Now, not all is bad about Karei Naru Spy. It gradually begins to pick itself up after episode 5 when we start to focus more on Kyousuke, Prime Minister Yoshizawa, and Mr. Takumi. When we find out that Kyousuke is Mr. Takumi’s son in episode 4, the plot thickens when Yoshizawa contests Mr. Takumi’s claim in episode 7 stating that Kyousuke is in fact his son. With a questionable past of these two characters, Karei Naru Spy starts to become interesting as a plot finally surfaces from the shadows of the episodic train wreck it started off as.

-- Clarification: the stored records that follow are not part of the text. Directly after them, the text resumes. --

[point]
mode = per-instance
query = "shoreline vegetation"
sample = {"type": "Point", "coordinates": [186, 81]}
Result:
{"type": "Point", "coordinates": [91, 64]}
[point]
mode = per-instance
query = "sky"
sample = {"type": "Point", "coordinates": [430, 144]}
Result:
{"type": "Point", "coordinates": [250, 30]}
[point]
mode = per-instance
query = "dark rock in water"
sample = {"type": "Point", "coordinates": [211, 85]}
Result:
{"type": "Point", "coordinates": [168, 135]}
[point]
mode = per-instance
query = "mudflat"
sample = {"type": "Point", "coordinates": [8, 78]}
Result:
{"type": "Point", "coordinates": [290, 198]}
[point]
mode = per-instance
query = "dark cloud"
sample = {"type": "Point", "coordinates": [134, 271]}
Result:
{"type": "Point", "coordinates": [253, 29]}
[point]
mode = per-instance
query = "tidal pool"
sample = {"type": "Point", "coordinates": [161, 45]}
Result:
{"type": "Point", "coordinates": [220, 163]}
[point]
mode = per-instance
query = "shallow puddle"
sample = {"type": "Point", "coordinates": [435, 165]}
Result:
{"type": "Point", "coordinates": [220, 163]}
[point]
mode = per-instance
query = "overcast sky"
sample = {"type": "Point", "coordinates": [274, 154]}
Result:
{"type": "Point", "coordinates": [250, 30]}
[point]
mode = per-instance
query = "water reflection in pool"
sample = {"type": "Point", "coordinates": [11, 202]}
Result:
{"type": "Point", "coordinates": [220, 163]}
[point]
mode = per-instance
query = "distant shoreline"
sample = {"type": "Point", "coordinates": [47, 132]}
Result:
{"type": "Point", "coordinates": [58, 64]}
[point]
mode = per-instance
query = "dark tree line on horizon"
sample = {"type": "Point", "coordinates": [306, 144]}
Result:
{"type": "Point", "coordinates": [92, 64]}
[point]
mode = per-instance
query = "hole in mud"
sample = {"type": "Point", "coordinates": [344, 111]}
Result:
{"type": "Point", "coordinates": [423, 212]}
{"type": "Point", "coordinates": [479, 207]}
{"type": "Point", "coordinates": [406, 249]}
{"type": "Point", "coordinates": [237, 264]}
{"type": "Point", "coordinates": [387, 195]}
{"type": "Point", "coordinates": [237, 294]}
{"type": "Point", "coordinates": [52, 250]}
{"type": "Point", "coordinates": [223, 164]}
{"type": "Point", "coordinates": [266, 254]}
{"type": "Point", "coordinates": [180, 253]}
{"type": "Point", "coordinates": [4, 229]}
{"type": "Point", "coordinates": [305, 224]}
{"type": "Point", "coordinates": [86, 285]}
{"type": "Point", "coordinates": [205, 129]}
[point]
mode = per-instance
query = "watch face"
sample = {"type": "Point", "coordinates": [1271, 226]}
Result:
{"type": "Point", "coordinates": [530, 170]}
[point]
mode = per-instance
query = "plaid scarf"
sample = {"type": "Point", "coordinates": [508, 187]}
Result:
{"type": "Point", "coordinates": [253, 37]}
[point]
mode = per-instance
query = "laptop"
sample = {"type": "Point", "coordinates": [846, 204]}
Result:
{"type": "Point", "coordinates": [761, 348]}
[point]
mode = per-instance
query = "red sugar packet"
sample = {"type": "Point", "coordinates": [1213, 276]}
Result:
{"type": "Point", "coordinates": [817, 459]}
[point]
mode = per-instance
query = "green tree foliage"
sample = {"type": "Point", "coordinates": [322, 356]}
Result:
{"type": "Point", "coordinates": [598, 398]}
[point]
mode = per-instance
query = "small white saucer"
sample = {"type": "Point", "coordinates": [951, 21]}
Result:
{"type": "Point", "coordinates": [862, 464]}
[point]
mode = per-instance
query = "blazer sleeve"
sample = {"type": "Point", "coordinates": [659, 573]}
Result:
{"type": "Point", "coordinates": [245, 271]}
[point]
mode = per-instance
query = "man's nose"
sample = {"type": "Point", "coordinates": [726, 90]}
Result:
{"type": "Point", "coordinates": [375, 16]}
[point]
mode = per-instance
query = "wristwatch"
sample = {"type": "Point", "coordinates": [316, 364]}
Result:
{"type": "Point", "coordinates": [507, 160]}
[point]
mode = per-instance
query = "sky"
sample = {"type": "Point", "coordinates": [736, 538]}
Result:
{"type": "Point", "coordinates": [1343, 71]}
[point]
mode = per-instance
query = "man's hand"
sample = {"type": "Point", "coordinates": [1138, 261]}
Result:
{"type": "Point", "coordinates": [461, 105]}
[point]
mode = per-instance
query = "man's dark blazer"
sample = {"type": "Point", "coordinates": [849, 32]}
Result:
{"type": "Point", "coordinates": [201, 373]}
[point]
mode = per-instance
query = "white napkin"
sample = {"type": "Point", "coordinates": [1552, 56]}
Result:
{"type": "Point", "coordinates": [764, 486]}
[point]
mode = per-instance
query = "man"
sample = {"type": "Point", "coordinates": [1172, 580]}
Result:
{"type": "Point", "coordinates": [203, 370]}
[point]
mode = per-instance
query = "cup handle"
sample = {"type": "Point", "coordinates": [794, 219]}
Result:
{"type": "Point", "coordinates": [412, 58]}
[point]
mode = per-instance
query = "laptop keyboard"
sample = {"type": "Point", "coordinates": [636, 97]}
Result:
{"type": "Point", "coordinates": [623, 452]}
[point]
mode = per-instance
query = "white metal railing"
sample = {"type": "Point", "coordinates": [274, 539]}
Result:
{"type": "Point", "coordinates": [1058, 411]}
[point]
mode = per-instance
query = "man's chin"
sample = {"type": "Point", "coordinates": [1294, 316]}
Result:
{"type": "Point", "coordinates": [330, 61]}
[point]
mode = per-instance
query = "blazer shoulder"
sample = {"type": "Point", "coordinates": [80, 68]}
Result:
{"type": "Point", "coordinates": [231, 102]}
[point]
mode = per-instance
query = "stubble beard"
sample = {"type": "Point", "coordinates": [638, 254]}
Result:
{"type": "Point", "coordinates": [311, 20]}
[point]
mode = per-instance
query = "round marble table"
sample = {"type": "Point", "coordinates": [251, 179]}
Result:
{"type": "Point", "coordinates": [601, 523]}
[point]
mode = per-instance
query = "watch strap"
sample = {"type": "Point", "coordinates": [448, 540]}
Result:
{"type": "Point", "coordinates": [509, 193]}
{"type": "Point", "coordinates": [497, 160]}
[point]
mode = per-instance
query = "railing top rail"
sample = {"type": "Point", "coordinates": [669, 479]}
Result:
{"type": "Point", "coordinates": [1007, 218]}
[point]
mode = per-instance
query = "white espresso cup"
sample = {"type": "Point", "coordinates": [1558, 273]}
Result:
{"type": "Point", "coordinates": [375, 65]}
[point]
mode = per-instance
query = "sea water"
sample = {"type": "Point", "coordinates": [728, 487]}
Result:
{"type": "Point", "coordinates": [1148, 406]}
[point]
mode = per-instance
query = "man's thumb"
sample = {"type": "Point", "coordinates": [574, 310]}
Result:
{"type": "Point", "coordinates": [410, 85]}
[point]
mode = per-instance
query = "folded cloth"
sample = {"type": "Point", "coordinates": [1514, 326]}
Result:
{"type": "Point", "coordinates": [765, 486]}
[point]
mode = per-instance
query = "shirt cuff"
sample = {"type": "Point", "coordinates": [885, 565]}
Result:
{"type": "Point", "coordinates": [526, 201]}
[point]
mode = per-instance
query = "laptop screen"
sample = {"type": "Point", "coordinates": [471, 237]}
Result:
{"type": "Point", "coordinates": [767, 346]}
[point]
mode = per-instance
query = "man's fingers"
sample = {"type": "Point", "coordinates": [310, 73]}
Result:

The growing love triangle between Kyousuke, Dorothy, and Anne seems to be a complicated sub-plot that I rather do without. With the constant Love You/Hate You between all three it just deters away from whatever potential we could have with a growing plot. Also, with Dorothy once being a man – it just furthers add to a complication in a story that just baffles me. How will Kyousuke react to Dorothy being a man? What benefit is it to have Dorothy and Miku in love with Kyousuke? And why is Kyousuke giving mixed messages to both characters? Does he even understand what’s going on?
Karei Naru Spy has two more episodes to wrap up this series and it looks like Osamu, The Secret Intelligence Agency’s elite hacker is in fact a double agent for Mr. Takumi. Not only that, Kyousuke has found out Mr. Takumi is in fact his own father (or is he?). Then we have a spontaneous love triangle that appeared out of nowhere, The Prime Minister disbanding the SIA, and the case of Kyousuke’s own mother….
I don’t know what the writers have in store but I am highly interested in seeing how in the hell they’re gonna wrap this all up, and with that, have it make sense.